BookmarkSubscribeRSS Feed
🔒 This topic is solved and locked. Need further help from the community? Please sign in and ask a new question.
AbuChowdhury
Fluorite | Level 6

Hi,

I am an almost new SAS user. I have a query that I am writing below.

I have many datasets and each dataset contains many different variables (firms). These datasets contain time series of price data of those firms. I need to perform some equations for all those variables. For this, I formed the array. But the problem is that I need to define arrays for each equation. And since each dataset has different number of variables, I need to change the number of array elements for each dataset. Is there any way to reduce this task? I think macro can solve this. Any suggested solutions will be highly appreciated.

Abu Chowdhury

1 ACCEPTED SOLUTION

Accepted Solutions
Tom
Super User Tom
Super User

Since you are explicitly listing the variables you no longer need the tricks to skip the extra numeric variable for DATE. So take out the extra SET and the +1 in the array indexing.
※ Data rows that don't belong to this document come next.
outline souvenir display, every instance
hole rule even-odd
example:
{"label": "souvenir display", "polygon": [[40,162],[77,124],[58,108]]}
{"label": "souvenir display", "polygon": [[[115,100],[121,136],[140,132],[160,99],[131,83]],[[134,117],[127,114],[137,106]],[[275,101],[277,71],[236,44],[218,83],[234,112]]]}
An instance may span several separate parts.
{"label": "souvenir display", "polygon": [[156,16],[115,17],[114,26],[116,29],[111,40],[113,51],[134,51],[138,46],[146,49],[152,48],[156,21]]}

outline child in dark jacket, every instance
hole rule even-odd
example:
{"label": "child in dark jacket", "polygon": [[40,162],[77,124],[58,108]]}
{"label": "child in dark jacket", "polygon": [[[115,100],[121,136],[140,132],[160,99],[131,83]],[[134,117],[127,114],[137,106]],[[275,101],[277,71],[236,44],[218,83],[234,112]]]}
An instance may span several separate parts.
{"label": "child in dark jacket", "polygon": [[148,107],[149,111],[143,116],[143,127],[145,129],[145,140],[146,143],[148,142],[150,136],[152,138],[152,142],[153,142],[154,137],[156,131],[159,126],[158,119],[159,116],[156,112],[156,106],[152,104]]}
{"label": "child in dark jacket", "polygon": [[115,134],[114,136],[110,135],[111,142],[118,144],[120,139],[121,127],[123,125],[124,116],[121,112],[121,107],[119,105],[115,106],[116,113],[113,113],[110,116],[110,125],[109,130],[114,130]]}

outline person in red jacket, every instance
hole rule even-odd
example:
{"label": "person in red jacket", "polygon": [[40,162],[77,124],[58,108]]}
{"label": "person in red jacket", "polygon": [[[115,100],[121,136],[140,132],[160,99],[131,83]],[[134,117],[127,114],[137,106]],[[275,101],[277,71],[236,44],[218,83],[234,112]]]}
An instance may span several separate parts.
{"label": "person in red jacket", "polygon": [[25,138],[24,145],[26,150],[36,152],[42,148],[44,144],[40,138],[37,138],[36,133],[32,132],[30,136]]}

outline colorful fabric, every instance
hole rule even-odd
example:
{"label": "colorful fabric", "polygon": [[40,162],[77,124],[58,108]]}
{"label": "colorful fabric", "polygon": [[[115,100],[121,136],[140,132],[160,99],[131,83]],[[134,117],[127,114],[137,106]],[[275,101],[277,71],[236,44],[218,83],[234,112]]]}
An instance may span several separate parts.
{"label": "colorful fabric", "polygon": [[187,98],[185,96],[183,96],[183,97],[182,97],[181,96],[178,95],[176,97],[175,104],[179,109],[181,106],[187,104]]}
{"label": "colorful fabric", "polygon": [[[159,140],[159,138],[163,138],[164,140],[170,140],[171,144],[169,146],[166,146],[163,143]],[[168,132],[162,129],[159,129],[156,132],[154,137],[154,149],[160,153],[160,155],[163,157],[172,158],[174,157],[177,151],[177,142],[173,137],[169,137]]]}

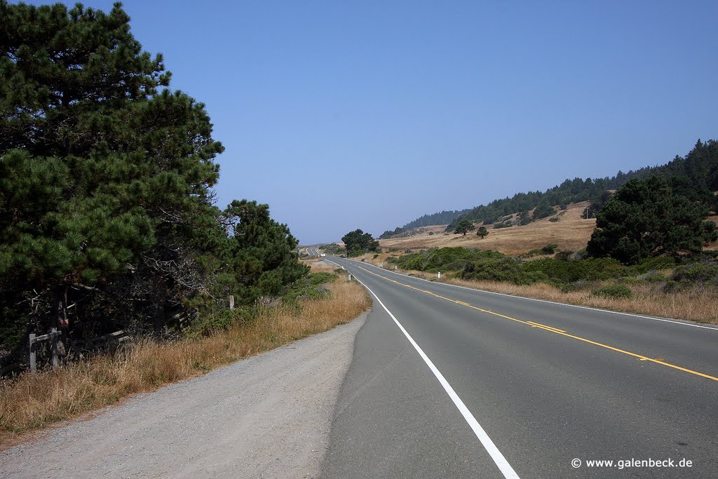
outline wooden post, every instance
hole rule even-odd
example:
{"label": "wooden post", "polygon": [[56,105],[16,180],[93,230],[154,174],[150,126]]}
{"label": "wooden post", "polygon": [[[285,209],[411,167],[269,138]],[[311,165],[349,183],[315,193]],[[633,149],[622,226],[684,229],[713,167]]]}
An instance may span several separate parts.
{"label": "wooden post", "polygon": [[52,345],[52,367],[57,368],[60,366],[60,359],[57,355],[57,328],[53,327],[52,330],[50,332],[50,344]]}
{"label": "wooden post", "polygon": [[35,335],[30,333],[30,372],[34,373],[37,369],[37,360],[35,358]]}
You can't use the same list of variables for all of the arrays. Since except for the input list (array VAR) you are making NEW variables you do not need to list the variable names since SAS will automatically create them for you by adding numeric suffix to the array name.. If it is less confusing you can replace "array rvar(&nvar);"  with "array rvar rvar1 - rvar&nvar;".

%let varlist = CA45245E1097 ... US98974P1003 ; /***I wrote all the variable names***/

%let nvar = %sysfunc(countw(&varlist,%str( )));

data P20040by01;

  set Benchmar.P20040by0 (keep = date &varlist);

*set Benchmar.P20040by0;

  array var (&nvar) &varlist;

  array rvar (&nvar) &varlist;

  array gvar (&nvar) &varlist;

  array lgvar (&nvar) &varlist;

  array ret (&nvar) &varlist;

  do i = 1 to &nvar;

    rvar(i) = (var(i+1)-lag(var(i+1)))/lag(var(i+1));

    gvar(i) = rvar(i)+1;

    lgvar(i) = lag(gvar(i));

  end;

  rgla = mean( of lgvar(*) );

  do i = 1 to &nvar;

    ret(i) = (rvar(i)*lgvar(i))/rgla;

  end;

run;

View solution in original post

12 REPLIES 12
LinusH
Tourmaline | Level 20

It sounds like a task that could be solved.
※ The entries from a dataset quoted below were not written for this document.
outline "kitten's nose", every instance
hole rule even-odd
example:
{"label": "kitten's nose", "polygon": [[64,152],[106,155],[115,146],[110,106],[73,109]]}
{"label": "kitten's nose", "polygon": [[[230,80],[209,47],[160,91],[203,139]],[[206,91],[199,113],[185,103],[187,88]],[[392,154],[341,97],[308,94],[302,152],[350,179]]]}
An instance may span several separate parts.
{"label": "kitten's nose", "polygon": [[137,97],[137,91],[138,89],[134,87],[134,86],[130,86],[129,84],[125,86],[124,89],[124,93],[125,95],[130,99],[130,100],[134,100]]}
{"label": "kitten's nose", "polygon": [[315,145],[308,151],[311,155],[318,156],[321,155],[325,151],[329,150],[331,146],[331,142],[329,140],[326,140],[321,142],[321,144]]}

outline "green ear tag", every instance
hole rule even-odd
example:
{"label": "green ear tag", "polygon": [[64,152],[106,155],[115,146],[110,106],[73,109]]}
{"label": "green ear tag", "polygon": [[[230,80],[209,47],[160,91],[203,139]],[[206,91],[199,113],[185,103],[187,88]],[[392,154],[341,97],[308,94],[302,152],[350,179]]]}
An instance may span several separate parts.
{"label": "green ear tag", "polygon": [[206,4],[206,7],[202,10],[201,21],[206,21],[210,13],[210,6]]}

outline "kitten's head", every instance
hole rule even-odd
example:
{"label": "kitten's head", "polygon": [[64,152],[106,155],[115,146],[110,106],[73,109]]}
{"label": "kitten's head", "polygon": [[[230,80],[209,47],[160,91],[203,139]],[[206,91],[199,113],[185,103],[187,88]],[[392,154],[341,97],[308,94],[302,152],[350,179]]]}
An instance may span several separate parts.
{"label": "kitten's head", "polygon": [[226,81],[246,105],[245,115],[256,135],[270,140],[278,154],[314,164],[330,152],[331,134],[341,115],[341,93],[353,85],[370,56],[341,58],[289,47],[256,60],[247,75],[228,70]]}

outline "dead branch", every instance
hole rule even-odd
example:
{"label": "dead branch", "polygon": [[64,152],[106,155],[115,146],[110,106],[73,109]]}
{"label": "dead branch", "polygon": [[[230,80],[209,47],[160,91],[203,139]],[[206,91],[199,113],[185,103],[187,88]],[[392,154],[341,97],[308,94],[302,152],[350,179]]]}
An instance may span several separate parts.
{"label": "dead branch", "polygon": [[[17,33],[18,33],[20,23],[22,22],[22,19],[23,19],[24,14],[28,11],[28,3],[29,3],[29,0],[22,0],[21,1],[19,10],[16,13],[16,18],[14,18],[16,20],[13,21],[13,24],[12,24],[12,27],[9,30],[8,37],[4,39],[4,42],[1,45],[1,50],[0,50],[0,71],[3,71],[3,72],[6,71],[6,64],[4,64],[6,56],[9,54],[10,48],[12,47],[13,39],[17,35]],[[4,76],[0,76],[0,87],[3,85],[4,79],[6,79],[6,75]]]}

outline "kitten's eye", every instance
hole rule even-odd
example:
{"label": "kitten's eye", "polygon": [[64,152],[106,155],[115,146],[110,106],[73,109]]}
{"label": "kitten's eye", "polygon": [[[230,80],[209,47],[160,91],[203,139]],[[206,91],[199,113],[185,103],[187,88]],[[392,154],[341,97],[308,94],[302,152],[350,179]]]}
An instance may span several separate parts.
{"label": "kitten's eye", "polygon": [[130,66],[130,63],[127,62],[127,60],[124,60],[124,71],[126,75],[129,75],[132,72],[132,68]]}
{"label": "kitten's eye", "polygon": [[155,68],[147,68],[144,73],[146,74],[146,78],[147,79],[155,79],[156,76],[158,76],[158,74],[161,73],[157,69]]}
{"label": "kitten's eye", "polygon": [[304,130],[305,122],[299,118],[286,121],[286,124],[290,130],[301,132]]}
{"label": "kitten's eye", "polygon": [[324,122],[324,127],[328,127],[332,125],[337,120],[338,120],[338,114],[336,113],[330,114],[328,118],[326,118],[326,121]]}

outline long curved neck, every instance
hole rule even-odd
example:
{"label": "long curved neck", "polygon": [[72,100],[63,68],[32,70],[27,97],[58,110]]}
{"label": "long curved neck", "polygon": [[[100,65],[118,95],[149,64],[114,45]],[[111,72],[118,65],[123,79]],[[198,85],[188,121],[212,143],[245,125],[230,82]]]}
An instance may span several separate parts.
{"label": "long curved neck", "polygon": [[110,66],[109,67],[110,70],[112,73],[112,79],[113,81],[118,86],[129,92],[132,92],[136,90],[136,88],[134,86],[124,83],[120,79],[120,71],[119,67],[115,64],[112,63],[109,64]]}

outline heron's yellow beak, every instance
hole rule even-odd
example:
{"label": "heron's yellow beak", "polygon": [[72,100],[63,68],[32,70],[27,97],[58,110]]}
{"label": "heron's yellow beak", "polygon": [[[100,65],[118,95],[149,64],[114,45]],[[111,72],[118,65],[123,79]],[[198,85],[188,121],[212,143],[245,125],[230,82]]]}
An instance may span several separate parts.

But please try to explain your requirement in more detail, perhaps with sample data set structure(s), and equation logic you need to apply to the variables.

Data never sleeps
AbuChowdhury
Fluorite | Level 6

I wrote the following codes:

data P20040by01;

set Benchmar.P20040by0 (keep = Date CA45245E1097      CH0018666781 … … … US98974P1003;

Array var {104} CA45245E1097  CH0018666781 … … … US98974P1003;

Array rvar {104} r1 r2 … … … r104;

Array gvar {104} rg1 rg2 … … … rg104;

Array lgvar {104} rgl1 rgl2 … … … rgl104;

do i = 1 to 104;

rvar{i} = (var{i}-lag(var{i}))/lag(var{i});

gvar {i} = rvar{i}+1;

lgvar {i} = lag(gvar {i});

end;

rgla = mean (rgl1, rgl2, … … … rgl104);

Array ret {104} ret1 ret2 … … … ret104;

do i = 1 to 104;

ret {i} = (rvar{i}*lgvar{i})/rgla;

end;

run;


Description of array names are as follows:

var: price data of each variable. Each variable is a firm.
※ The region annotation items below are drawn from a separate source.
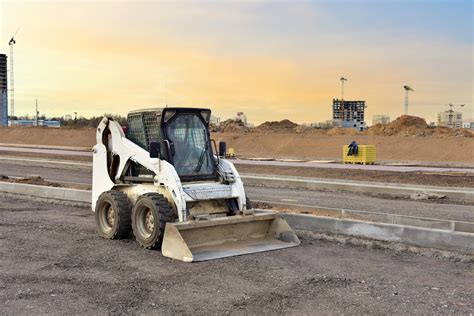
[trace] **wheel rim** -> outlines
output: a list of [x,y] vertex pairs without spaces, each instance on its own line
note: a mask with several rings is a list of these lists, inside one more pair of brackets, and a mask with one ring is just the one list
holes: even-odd
[[116,212],[112,205],[109,203],[104,203],[104,205],[100,209],[100,217],[99,217],[99,224],[100,229],[106,233],[112,231],[115,220],[116,220]]
[[148,239],[151,237],[155,230],[155,222],[155,215],[150,208],[143,206],[138,209],[137,228],[138,233],[143,238]]

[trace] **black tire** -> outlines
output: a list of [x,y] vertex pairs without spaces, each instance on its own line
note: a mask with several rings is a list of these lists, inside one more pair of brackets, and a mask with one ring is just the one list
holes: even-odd
[[132,210],[132,230],[146,249],[161,249],[166,223],[175,219],[168,200],[158,193],[140,196]]
[[250,202],[250,199],[248,196],[245,197],[245,205],[247,207],[247,210],[251,210],[252,209],[252,202]]
[[126,194],[120,191],[102,193],[95,206],[97,232],[107,239],[128,238],[132,229],[132,206]]

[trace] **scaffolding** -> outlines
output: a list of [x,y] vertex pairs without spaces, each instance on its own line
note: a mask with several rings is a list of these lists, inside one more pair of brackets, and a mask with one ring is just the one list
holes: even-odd
[[333,99],[332,118],[338,127],[365,128],[365,101]]
[[0,127],[8,126],[7,55],[0,54]]

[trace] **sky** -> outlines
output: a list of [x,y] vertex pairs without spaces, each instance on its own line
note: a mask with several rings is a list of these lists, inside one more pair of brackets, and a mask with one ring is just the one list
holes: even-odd
[[0,53],[15,32],[15,114],[169,106],[243,111],[255,124],[332,118],[332,99],[427,121],[473,115],[473,2],[0,0]]

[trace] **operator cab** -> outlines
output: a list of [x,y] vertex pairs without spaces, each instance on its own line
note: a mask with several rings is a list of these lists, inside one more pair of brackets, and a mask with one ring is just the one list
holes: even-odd
[[127,138],[150,152],[150,156],[171,163],[182,181],[216,178],[216,161],[211,146],[211,110],[162,108],[131,112],[127,117]]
rvar: (price –lag(price))/lag(price)       i.e. rvar is the daily return

gvar: rvar + 1                                         i.e. gvar is the gross return

lgvar: lag(gvar)                                         i.e. lgvar is the prior day gross return

rgla: mean(lgvar)                                    i.e. rgla is the average of prior day gross return of the stocks

ret: return                                                   i.e. ret is the daily return multiplied by the prior day gross

return divided by the average of prior day gross return of stocks



In this dataset there are 104 variables. I need to perform those equations for all variables. For this, I formed arrays for each equation. For other datasets, I have different number of variables with different names. So I need to change the number of elements in each of the arrays I wrote for each dataset. I am attaching the dataset.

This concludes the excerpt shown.